The dies should be held parallel to generate even pressure in any way sections. If you have excessive extrusion or maybe if the seal is way too thin, the press sealing “stop” ought to be used. To create the stop, place half the total thickness of material being sealed about the lower plate. Close the press and adjust the stop-nut finger tight. Then insert the entire thickness of material in the press and make a seal. Check the result and lower or increase the “stop” as required.
In case the seal is weak at certain spots, the dies are not level. The leveling screws should be checked and adjusted. If these adjustments are still unsatisfactory, the die may have to be surface ground.
After making many seals, the dies then warm up substantially as well as the some time and power might need readjustment after several hours of operation. To reduce readjustment, they equip many machines with heated upper platens to pre-warm dies to operating temperatures. Consumption of heated platens is desirable when conducting tear seals applications.
If you do not have the various adjustments correctly, arcing with the material may occur. Arcing might also occur as soon as the material to become sealed has different thickness at various elements of the seal or in which the die overlaps the advantage in the material. In these cases, there may be arcing from the air gaps between the material and also the die. Increasing the power can occasionally remedy this.
Arcing may also occur as a consequence of dirt or foreign matter around the material or dies. To avoid this, care must be come to keep your material as well as the machine clean.
Sharp corners and edges on dies can also cause arcing. The die edges should always be rounded and smooth. When arcing occurs, the dies has to be carefully cleaned and smoothed with fine emery cloth. Never make an effort to seal material that has previously been arced.
Because they are now making sealing electrodes larger plus more complex, it is vital that no damage as a result of arcing occurs around the die. Although dies are repairable, losing production time sea1 repairs can be prohibitive.
We supply all Thermatron equipment with arc suppression devices. The function of this piece of equipment is always to sense the chance of an arc after which switch off the R.F. power before a damaging arc can take place. Before full production runs are made, commonly a sensing control (which is often set for various applications and sealing areas) is preset. The Fuel sensor does not prevent arcing but senses the arc, then shuts from the power that prevents problems for the die.

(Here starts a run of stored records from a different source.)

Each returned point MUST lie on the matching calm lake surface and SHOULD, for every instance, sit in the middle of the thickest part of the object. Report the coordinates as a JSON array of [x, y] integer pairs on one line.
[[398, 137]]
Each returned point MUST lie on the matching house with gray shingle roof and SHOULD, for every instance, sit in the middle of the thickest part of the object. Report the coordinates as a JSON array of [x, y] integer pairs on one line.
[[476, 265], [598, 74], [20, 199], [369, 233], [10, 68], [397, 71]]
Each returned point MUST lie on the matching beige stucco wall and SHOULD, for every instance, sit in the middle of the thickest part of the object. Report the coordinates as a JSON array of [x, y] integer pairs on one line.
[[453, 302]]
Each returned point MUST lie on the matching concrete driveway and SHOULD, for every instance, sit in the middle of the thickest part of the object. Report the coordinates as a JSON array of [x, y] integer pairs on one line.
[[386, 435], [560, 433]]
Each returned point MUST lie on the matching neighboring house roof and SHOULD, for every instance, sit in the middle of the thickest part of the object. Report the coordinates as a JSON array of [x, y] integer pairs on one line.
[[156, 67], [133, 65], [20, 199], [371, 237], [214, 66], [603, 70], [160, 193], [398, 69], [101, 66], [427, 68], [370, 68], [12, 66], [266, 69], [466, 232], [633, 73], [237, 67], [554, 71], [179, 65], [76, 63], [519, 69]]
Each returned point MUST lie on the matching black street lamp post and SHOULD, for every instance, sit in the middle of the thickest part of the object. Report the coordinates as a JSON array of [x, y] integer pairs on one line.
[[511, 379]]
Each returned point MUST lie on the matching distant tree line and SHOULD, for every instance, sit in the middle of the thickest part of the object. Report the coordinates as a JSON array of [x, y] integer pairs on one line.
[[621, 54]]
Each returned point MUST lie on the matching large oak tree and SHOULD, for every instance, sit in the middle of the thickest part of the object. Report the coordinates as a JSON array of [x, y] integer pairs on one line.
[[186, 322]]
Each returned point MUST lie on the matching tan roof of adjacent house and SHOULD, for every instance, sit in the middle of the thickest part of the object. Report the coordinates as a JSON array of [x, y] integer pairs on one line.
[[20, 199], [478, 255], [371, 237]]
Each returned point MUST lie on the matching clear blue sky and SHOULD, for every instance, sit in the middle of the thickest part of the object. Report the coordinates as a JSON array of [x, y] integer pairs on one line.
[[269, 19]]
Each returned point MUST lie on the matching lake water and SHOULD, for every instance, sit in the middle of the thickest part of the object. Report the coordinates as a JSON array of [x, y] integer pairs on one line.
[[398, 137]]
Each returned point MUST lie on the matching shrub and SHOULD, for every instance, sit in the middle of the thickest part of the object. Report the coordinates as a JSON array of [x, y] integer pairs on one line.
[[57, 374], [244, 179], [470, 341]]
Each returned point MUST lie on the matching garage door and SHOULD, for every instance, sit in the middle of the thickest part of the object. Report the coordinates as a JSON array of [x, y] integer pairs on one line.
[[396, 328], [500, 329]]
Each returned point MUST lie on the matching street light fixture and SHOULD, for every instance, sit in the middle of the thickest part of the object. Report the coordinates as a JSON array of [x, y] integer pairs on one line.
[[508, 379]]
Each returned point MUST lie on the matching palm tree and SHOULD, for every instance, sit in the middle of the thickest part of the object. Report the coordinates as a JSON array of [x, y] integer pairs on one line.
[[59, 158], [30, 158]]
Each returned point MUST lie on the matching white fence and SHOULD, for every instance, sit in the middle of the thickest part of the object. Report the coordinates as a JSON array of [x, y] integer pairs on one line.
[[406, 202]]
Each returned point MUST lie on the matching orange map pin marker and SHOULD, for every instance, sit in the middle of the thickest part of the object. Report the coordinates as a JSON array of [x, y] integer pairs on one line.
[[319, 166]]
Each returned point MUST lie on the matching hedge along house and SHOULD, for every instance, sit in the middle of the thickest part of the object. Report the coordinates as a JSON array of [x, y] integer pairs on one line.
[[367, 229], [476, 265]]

Being an option, an Arc Suppressor Tester may be put into the system, which tests the arc suppressor before each cycle to insure proper operation.
Typically rf heating is improved by a thin layer of insulating material called a Buffer. You attach this to a single or both dies to insulate the content being sealed through the die. This may many things: it lowers the temperature loss through the materials to the dies; it compensates for small irregularities from the die surface and might help to make an excellent seal even when the die is not perfectly flat; it decreases the tendency to arc when a long time or pressure can be used. Overall, it will make a greater seal with less arcing. Buffer materials should have a very good heat resistance and high voltage breakdown. Of the many materials used (Bakelite, paper, glassine, Teflon, glass Mylar, silicone, fiberglass, etc.). Bakelite (grade xx about .010 to .030 inches thick) can be utilized successfully in many instances. A strip of cellulose or acetate tape adhered to the shaped die works extremely well with successful results.